Saman Pathak, former CPM Rajya Sabha MP and state secretariat member echoed Wattar. “We looked at...the working class but probably failed in addressing the ethnic issue. We tried a holistic approach by looking at the working class,” said Pathak.

As if they regretted their opposition to Gorkhaland in 1986, Pathak said they were against the “political” tussle with GNLF then. “After three years (1988 when DGHC was formed) we were accommodating (to the GNLF),” said Pathak.

Leaders also traced the history of communists in Darjeeling hills, recalling that in 1943, Communist leader Sushil Chatterjee tied up with the fiery Ratanlal Brahmin, who was later elected to the Bengal provisional Assembly in 1946.

For decades, communists were a force to reckon with in the hills as they could unite tea garden workers against the British. The party’s slide started from 1986 when the GNLF raised the Gorkhaland issue which the CPM vehemently opposed. In the 2019 elections, CPM candidate Saman Pathak polled only 0.6 per cent of the total votes cast in the three hill Assembly segments of Darjeeling, Kalimpong and Kurseong.

“In 1986, we had 8,000 party members. It went down to 102 in 1996 (when the breakaway CPRM was formed). Today, we have 400-odd members,” said Wattar.

As Bengal heads toward another election , the CPM leaders’ collective admission about the mistake in the hills hints at the party trying to start afresh with the realisation that they cannot ignore ethnic politics anymore.

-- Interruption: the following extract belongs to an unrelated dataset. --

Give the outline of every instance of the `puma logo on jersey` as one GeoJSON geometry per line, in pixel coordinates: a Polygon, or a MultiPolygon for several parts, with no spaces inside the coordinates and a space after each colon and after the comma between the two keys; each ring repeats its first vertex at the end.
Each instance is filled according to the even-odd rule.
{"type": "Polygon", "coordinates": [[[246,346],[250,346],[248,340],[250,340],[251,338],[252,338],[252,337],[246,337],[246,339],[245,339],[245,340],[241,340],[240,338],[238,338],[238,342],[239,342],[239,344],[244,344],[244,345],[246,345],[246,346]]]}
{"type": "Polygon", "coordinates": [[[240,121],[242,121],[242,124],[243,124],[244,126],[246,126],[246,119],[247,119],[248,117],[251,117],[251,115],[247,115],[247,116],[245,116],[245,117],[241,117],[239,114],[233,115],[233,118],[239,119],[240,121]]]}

Pathak said that despite being against the formation of Gorkhaland, they were raising ethnic issues. “We were the ones to support the demand for the inclusion of Nepali language in the 8th Schedule of the Constitution. We are demanding linguistic minority status for Nepali,” said Pathak.

The CPM said that the “political permanent solution” that is being talked about in the hills could not be anything different from the autonomous body the party had talked about since 1955.